With RSA and AGC Partners’ Information Security and Tech Growth Conference around the corner, and another Fidelis Customer Advisory Board gathering about to commence, I have been thinking about what we at Fidelis have experienced over the last several months in a world where breaches and the discovery of new threats have become daily occurrences.
Will all of this cyber activity escalate further? I don’t know. But I do think what we are experiencing is the new normal. Fundamentally, what we have today is a security industry with a dizzying array of products and a lot of super smart people trying to match wits with sophisticated adversaries who are often supported by criminal organizations or nation-states. And I don’t think there is a winner in this battle. In fact, it feels more like the start of a never-ending war.
With this new state comes a new reality -- an adversary who wants to get in will find a way to do it, eventually. This means it’s no longer just about preventing an organization from being attacked. Prevention efforts should and will continue, but the spotlight has shifted to the speed of detection, containment, response and recovery. Customers have come around to this – they are rebalancing IT security spend with increased investment in comprehensive monitoring, incident response and remediation. The investment community has voiced its understanding of this need as well, as evidenced by the money flowing to new companies with this focus, and the increase in M&A activity as companies whose solutions are primarily for keeping threats out of the network expand their portfolios.
Think of it this way. Only a short time ago, enterprises were looking to build the highest wall or the widest moat. Today, security posture is measured in the ability to minimize the time an advanced threat has to move about inside the network undetected, minimize what it is able to steal, and remediate for the next attempted intrusion.
I know this is going to be the main topic of conversation among our Customer Advisory Board this weekend, and I expect we’re going to hear a lot more about this at RSA. I also think we’re going to be seeing more industry moves aimed at minimizing the time from breach to detection to recovery.
Eighteen months ago we joined forces with General Dynamics for exactly this purpose. We already had many years under our belt helping companies and federal agencies thwart very stealthy, very complex cyberattacks. And it was clear to us that the tighter we could make the connection between our technology that could discover malware, viruses and other advanced threats, breach services and threat intelligence, the faster we could help customers move from detection of an attack to incident response, forensic investigation and, ultimately remediation and recovery.
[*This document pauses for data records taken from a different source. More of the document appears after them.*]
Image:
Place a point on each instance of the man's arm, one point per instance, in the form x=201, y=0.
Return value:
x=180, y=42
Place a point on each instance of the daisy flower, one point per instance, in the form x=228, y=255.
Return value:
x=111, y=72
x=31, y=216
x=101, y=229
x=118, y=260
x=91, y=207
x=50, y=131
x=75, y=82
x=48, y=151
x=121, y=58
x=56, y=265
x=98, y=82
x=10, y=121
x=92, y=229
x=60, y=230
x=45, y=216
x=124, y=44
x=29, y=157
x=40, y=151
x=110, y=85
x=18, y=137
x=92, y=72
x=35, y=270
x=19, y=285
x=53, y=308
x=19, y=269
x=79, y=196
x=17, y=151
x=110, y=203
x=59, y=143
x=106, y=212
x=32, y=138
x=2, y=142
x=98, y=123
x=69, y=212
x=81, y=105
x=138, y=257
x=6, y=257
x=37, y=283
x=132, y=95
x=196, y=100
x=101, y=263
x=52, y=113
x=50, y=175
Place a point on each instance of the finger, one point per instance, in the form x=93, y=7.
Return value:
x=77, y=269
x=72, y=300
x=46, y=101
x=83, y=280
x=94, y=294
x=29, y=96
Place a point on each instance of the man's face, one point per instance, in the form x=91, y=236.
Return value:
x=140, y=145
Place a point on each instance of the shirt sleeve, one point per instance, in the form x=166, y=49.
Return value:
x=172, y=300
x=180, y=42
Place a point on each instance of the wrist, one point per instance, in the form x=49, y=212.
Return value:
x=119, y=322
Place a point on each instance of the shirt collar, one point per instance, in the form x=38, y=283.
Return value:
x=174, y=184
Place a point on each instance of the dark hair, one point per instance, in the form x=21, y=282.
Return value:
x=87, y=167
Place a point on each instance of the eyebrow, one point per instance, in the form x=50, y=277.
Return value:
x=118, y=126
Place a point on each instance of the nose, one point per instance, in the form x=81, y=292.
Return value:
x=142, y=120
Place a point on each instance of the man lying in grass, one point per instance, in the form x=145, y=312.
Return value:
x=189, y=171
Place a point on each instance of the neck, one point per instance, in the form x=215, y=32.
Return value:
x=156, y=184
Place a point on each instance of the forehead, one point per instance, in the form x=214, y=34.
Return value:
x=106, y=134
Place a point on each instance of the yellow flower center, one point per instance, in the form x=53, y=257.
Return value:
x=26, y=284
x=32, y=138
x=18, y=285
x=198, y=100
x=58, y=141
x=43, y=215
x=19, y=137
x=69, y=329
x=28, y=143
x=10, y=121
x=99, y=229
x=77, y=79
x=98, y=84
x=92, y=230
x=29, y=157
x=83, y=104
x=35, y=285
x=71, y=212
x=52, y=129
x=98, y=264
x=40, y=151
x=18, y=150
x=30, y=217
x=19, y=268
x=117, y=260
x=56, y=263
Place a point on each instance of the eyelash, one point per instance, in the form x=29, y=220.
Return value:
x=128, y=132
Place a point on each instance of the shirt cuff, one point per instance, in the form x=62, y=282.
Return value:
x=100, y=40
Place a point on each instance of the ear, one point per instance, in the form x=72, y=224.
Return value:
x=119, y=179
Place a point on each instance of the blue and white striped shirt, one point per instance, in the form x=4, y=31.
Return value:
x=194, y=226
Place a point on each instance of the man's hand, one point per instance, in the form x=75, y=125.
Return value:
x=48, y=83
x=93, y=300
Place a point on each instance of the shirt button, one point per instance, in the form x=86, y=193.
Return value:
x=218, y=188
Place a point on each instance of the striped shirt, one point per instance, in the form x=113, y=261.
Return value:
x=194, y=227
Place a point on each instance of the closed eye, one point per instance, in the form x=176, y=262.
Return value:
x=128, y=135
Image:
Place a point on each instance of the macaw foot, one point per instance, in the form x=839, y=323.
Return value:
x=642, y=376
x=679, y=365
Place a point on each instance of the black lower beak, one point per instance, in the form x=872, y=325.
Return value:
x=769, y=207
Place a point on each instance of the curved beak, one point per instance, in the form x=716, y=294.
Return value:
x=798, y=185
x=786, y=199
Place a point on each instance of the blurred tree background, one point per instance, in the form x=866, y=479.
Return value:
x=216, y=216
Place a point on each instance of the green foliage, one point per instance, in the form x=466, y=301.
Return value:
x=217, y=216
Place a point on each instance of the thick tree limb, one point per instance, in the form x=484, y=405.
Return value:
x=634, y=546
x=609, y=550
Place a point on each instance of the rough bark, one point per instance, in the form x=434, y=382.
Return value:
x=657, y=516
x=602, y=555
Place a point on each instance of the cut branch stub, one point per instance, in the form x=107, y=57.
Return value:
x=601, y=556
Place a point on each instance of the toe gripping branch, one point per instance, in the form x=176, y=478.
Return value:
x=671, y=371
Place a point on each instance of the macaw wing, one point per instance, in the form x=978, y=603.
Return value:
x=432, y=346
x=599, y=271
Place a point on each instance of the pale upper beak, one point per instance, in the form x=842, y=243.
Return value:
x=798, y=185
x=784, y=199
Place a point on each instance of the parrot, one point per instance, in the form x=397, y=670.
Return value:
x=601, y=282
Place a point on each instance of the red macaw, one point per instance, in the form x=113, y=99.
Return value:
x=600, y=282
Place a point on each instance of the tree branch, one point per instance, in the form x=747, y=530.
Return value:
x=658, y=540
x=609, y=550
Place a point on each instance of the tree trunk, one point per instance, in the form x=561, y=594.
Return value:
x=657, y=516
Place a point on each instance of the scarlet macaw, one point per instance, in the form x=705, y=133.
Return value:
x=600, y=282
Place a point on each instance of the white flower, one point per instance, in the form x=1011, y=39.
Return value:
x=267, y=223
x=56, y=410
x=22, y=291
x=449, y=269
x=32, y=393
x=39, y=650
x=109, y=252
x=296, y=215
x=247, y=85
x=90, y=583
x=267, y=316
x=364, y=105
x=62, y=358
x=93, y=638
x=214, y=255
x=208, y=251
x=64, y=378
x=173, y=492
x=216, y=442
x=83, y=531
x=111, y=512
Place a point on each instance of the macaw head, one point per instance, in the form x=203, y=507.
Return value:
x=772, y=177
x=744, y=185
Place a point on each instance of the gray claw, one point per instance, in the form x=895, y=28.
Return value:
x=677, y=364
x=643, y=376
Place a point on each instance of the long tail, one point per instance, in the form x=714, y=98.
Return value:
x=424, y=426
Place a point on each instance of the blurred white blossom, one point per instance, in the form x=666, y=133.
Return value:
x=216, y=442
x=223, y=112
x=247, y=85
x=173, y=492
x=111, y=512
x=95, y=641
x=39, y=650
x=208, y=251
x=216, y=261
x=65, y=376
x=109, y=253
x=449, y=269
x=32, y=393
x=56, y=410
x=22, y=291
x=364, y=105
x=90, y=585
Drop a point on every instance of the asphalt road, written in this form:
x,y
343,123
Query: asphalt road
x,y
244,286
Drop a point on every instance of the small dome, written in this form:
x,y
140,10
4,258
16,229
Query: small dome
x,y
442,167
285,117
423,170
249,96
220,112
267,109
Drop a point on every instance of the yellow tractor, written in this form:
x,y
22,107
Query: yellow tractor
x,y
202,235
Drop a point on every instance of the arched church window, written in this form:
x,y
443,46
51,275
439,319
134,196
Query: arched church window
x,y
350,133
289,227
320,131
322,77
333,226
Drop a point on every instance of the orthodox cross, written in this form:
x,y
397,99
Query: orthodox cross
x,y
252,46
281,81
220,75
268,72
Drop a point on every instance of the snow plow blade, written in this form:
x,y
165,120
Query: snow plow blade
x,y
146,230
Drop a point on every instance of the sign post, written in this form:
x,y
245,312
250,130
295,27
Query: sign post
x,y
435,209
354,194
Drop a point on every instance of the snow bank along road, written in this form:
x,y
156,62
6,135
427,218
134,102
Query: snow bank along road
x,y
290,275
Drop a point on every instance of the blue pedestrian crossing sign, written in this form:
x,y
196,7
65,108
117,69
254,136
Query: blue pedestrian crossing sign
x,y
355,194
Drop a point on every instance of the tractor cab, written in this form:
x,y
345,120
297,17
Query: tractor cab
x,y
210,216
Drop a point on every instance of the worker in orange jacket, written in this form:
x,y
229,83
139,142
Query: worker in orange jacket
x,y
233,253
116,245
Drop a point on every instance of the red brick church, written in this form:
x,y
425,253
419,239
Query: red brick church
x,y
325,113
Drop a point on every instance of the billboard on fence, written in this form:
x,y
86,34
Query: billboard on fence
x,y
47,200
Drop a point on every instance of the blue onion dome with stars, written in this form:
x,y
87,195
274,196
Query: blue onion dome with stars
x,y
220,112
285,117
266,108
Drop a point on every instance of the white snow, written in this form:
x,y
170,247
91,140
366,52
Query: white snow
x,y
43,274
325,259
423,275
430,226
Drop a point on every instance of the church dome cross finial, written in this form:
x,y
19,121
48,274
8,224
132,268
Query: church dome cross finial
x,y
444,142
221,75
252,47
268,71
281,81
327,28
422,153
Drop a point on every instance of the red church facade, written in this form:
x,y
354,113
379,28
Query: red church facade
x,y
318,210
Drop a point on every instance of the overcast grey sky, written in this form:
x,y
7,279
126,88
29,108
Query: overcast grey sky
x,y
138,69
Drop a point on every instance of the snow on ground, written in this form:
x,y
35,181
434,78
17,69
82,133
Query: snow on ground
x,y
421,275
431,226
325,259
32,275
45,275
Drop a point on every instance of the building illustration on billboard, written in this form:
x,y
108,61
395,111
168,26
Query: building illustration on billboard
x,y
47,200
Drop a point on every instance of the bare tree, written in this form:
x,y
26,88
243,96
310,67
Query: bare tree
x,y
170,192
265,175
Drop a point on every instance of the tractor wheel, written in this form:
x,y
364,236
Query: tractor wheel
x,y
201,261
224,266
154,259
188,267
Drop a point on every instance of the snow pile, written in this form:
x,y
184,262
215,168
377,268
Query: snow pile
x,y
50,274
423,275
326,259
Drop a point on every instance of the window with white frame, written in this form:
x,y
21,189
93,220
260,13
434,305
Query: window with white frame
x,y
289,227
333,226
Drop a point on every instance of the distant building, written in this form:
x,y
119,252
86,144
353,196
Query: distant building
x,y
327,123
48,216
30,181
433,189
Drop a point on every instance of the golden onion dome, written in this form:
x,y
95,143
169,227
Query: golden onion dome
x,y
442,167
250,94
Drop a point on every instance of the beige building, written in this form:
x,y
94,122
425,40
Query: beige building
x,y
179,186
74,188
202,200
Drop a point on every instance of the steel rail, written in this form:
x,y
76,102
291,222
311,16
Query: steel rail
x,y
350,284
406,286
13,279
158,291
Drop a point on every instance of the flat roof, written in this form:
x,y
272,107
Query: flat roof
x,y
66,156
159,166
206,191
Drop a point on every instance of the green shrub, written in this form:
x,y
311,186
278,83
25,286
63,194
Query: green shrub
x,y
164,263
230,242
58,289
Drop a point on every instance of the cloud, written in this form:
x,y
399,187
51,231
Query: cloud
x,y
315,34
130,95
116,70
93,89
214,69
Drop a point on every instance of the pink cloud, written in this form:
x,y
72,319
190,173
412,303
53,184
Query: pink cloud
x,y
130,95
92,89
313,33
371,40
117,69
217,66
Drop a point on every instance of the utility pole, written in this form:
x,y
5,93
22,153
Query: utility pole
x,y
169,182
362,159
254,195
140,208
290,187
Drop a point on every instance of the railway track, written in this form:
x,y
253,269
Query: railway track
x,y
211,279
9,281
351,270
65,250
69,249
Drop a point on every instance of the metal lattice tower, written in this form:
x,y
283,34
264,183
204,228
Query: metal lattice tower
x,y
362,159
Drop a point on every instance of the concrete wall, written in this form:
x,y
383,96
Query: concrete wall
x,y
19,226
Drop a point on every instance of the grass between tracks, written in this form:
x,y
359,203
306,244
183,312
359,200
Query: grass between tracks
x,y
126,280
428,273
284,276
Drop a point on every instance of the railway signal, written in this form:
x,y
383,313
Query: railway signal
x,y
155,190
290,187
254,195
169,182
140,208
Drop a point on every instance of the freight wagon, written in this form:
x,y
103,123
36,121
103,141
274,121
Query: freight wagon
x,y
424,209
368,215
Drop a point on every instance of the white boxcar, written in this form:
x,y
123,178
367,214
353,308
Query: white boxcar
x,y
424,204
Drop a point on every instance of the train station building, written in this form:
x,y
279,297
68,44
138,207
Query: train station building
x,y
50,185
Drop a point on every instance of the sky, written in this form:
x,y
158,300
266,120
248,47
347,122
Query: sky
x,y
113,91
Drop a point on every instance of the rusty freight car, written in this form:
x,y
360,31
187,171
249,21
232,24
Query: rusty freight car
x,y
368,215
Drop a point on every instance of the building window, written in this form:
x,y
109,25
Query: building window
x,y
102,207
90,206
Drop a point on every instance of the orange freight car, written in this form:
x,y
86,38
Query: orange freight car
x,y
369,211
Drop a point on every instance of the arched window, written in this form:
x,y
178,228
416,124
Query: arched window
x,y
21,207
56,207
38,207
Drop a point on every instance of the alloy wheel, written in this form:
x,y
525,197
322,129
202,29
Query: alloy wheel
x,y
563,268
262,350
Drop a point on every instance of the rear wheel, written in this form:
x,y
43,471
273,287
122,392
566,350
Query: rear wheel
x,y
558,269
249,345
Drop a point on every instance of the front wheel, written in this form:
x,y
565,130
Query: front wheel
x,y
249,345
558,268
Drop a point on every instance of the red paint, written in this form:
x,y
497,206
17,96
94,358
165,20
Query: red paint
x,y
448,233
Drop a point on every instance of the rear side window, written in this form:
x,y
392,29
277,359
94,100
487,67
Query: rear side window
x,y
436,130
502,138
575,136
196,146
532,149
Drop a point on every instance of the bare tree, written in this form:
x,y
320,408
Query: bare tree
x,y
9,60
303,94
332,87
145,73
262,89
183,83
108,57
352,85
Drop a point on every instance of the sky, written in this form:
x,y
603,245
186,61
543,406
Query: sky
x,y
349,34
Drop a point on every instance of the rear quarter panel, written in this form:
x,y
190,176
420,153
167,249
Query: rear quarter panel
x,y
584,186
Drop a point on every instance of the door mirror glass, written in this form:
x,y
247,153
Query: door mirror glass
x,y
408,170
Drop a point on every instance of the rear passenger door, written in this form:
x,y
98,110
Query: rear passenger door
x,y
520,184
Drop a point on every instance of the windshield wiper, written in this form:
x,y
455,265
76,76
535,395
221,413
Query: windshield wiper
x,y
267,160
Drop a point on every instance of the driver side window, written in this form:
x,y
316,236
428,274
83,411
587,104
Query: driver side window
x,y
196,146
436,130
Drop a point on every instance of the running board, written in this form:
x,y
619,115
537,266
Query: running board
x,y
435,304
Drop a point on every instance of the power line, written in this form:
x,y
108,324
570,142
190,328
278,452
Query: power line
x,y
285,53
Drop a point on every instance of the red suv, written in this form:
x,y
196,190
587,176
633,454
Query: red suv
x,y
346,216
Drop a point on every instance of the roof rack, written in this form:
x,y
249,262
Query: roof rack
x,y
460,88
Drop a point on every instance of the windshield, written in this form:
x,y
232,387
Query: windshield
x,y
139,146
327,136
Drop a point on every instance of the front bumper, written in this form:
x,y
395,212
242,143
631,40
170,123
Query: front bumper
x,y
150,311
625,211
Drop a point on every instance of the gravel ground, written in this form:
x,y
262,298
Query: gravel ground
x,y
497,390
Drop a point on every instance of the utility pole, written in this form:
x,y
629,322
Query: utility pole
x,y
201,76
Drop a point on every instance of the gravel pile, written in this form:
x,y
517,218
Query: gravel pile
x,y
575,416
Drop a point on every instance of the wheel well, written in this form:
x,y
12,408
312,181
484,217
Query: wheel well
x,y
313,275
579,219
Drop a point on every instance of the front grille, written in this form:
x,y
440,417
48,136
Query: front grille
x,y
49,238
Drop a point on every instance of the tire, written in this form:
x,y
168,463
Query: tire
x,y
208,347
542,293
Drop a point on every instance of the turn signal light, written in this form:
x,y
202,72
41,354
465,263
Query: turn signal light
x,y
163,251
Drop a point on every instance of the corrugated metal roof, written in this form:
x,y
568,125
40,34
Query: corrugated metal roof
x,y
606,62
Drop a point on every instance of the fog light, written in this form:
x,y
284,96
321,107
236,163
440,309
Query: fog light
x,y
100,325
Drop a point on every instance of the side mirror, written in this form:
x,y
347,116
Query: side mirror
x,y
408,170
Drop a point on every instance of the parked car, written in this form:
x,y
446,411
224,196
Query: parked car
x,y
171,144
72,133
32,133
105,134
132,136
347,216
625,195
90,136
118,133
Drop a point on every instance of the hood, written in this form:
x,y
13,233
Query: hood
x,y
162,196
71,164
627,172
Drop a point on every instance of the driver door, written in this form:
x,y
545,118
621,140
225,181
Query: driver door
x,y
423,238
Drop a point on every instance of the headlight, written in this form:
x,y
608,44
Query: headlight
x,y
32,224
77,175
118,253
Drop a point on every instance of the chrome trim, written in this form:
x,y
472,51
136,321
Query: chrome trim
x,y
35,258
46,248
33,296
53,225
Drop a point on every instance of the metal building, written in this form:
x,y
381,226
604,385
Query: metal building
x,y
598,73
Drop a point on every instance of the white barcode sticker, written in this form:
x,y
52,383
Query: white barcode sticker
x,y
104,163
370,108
We made this vision a reality when we became General Dynamics Fidelis Cybersecurity Solutions.
Since then, we have witnessed the sheer power that results from the tight coupling of technology, services and a team of people who, after more than 3,500 breach investigations, have essentially seen it all. And the value to our customers is clear – we bring everything required to discover threats that may have infiltrated their network, to watch a threat’s movement to determine its purpose and origination, to keep the threat from taking critical information if it has already seized the target, and to ensure the least amount of information is removed the threat is already in the process of taking it.
‘Time is of the essence’ might be a cliché, but I would argue it has become one of the most important aspects in mounting a strong defense against advanced threats. And our experience has proven that the best way to beat the clock (or in this case, the adversary) is to augment technology that provides comprehensive visibility with people who really understand threats and who really understand networks.
I’m very much looking forward to the next 10 days, and all of the conversations I will be privileged to have with the great thought leaders in the security space – and you can certainly expect me to share my perspective on the discussions.